Based on historical events, the new movie, “Invictus,” depicts how Mandela surprised the fearful white minority with his generosity by openly supporting the white-dominated South African rugby team, as a rallying point to infuse a broader national spirit to a racially polarized country, thereby inspiring South Africa to win the 1995 Rugby World Cup.
In his 1963 landmark book, “Beyond a Boundary”, CLR James (1901-1989), one of the most influential Caribbean thinkers, reflected on the phenomenal effect that cricket had in helping forge a sense of identity, pride, and coherence to a motley collection of former British colonial territories and islands that joined together under the banner of West Indies to play Test cricket. It is a study in sociology of cricket’s impact in the Caribbean beyond the game itself.
Hector Bolitho, the biographer of the Quaid, mentioned in the 1954 book, “Jinnah, Creator of Pakistan”, how the young M.A. Jinnah, returning from his law studies in England, discouraged the children in his neighborhood from playing marbles squatting in the dirt, gifting them with a bat and ball he brought along from London and urging them instead to stand up and play cricket. Pakistan’s subsequent sporting triumphs in its first 50 years bear witness to the foresight of the Quaid. The sporting decline since then has run parallel with the slump in national self-belief and self-esteem.
The World Cup Twenty20 triumph by Pakistan at Lord’s was greeted as a bridge of hope six months ago by a conflict-ridden nation. In a joy-starved society, this pride in achievement was a morale booster, dispersing momentarily the clouds of depression.
The state of sports reflects the overall lowering of standards. The results are self-explanatory. A noted coach once said: “You are what your record says you are.”
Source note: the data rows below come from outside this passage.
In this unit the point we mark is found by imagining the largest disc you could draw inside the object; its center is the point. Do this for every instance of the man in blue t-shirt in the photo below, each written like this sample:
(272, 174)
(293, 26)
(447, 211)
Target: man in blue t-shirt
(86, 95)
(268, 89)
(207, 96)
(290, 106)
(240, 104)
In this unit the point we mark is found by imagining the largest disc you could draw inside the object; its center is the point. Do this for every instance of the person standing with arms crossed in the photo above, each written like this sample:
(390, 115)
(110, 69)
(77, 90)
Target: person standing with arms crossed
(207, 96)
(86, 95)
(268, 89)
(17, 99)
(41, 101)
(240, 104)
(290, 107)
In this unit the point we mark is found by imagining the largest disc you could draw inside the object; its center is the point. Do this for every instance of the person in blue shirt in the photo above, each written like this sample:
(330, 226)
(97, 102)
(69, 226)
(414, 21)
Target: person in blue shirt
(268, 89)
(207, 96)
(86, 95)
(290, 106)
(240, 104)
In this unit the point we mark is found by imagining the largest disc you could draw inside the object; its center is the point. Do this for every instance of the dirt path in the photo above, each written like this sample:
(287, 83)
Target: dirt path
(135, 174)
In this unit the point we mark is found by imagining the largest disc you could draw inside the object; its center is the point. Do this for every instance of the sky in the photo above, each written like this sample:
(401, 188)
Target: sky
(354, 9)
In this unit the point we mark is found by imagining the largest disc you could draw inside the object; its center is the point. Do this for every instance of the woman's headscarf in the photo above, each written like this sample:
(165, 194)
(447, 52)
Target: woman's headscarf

China understood the political and cultural significance of sports when it showcased its emerging economic power through the successful hosting of the Beijing Olympics of 2008.
During a time of rising Cold War tensions, Americans were overjoyed when the US ice hockey team, on its path to bag the gold medal, beat the USSR in the Winter Olympics of 1980 at Lake Placid, New York. Their 4–3 defeat of the hot-favorite Soviet team, was hailed as the “Miracle on Ice” in the US media.
What needs to be shunned is the vicious and immature nationalism seen during the World Cup soccer qualifying contests between Algeria and Egypt which sparked street rioting, tarnishing ties between the two nations.
A setup that has abandoned moral judgment is unlikely to restore the faded luster of Pakistani sport. The status quo has to change.
The distinguished English off-spinner and former Surrey captain, Pat Pocock, in his acclaimed autobiography, “Percy”, paid a stirring tribute to the ethos of the sports-loving public when describing his experience of playing in Pakistan:
“Ordinary Pakistanis loved their cricket and came to our matches in their tens of thousands. … On a bumpy road, sixty miles outside Lahore, Derek Underwood’s bag, containing all his kit bounced from the roof of our bus. A lorry driver spotted it by the side of the road, picked it up, drove to Lahore, and tracked down the England hotel, where he handed in the bag. Now in that year of 1969, the whole of Underwood’s kit would have fetched perhaps three times that lorry driver’s annual salary. The thought never seemed to have crossed the man’s mind. … Pakistan not only suffered some appalling problems … it also enjoyed some admirable standards.”
For its part, the sports hierarchy in Pakistan continues to let down the public by displaying appalling standards.
In a nation hungry for a shared vision, there is more division and division.